“…that transcendent experiences arise from the raw material of human biology…” These words come from a review I read this morning of Alan Lightman’s latest book, The Transcendent Brain: Spirituality in the Age of Science.
“Yes,” I nod, “that’s exactly right.”
When I awoke—again—and for the last time on Saturday morning, I knew it would be a day of challenges. It was Earth Day and the “Celebration of Life” (even now I balk at those words) for my dear friend Michele about whom I’ve written often and who died on March 12th. The event capped a week of intermittent tears, anxiety, and preparation. In the days leading up to this, a small, earnest group had worked out the glitches, staged, and rehearsed, so all would go well.
I opened my email inbox and headed straight for the poetry. Usually it’s Poem-a-Day, but that day I began with Knopf.
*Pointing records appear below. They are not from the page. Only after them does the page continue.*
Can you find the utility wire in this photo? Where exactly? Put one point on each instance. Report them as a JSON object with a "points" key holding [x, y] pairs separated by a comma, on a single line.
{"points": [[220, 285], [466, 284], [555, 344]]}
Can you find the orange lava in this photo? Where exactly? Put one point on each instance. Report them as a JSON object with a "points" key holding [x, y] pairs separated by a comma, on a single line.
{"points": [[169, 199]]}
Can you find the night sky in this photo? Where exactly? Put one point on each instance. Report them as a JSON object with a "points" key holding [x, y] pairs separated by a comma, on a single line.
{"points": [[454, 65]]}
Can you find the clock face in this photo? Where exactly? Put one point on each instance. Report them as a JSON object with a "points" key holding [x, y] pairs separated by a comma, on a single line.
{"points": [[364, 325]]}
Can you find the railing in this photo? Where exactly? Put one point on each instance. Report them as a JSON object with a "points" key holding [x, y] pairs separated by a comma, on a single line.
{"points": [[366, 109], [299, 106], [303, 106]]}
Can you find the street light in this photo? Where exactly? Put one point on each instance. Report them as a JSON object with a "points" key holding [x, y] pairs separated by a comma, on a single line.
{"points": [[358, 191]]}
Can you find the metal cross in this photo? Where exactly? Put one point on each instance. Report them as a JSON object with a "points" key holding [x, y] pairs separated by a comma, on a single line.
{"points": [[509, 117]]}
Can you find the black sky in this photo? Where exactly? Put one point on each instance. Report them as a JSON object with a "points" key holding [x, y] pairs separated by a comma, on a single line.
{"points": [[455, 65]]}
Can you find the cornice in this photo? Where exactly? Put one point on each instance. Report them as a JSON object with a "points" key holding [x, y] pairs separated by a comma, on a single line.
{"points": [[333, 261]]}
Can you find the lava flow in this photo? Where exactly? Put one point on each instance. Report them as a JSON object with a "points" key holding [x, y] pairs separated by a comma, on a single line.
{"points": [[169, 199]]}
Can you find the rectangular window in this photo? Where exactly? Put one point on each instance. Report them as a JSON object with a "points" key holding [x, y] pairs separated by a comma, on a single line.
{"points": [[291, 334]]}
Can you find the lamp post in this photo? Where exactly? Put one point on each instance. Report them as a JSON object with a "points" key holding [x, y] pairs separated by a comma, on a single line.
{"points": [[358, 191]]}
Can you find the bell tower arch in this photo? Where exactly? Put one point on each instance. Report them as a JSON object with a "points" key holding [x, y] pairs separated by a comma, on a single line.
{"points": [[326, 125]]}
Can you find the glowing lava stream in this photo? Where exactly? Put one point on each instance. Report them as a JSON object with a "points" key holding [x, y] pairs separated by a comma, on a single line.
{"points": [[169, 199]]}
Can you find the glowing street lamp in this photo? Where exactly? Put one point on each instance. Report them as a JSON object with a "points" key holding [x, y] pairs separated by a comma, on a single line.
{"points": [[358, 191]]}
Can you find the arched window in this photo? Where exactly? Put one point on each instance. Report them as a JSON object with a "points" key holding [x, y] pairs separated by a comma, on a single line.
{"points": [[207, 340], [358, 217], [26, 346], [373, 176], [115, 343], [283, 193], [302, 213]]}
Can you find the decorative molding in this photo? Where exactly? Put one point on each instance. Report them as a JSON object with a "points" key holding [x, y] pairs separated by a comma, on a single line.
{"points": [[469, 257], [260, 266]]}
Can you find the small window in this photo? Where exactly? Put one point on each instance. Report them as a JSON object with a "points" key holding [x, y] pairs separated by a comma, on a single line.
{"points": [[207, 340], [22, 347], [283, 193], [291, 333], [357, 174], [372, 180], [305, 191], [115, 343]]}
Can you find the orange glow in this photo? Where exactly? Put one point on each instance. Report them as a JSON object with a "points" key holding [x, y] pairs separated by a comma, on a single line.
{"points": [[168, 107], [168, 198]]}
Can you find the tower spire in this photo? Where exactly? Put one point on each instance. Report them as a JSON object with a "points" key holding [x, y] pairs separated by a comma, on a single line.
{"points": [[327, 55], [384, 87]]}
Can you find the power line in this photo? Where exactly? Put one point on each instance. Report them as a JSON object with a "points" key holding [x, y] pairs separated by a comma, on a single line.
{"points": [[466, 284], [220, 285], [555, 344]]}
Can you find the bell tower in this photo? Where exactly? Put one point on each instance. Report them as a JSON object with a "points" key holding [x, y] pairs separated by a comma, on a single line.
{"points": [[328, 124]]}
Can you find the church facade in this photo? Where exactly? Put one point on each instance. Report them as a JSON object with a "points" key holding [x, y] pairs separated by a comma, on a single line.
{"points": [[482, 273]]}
It offered “Class Picture” by Cynthia Zarin.
Cynthia Zarin, why does that name seem so familiar? As I read the poem, that thought niggled. My eyes traveled up to the poems I have affixed to the wall before me, fixed moments of wonder, of reflection. There I found her, her name handwritten at the bottom of a poem, a column of beauty in syllables, titled, “Flowers.”
When I first read that poem, Michele had received her diagnosis and time’s passing became palpable. “Flowers” begins:
“This morning I was walking upstairs/from the kitchen, carrying your/beautiful flowers, the flowers you/brought me last night, lilies…”
Michele had shared the bounty of her spell-binding garden with so many of us, those who love her. September always brought the lilies, wild, redolent, flamboyant friend-reminders:
I will mark this moment as a “transcendent experience,” the raw material of my being. Cynthia Zarin is not a poet whose books I have, not one I know well, but on this morning when I truly need…something…there it is. All I had to do was lift my eyes.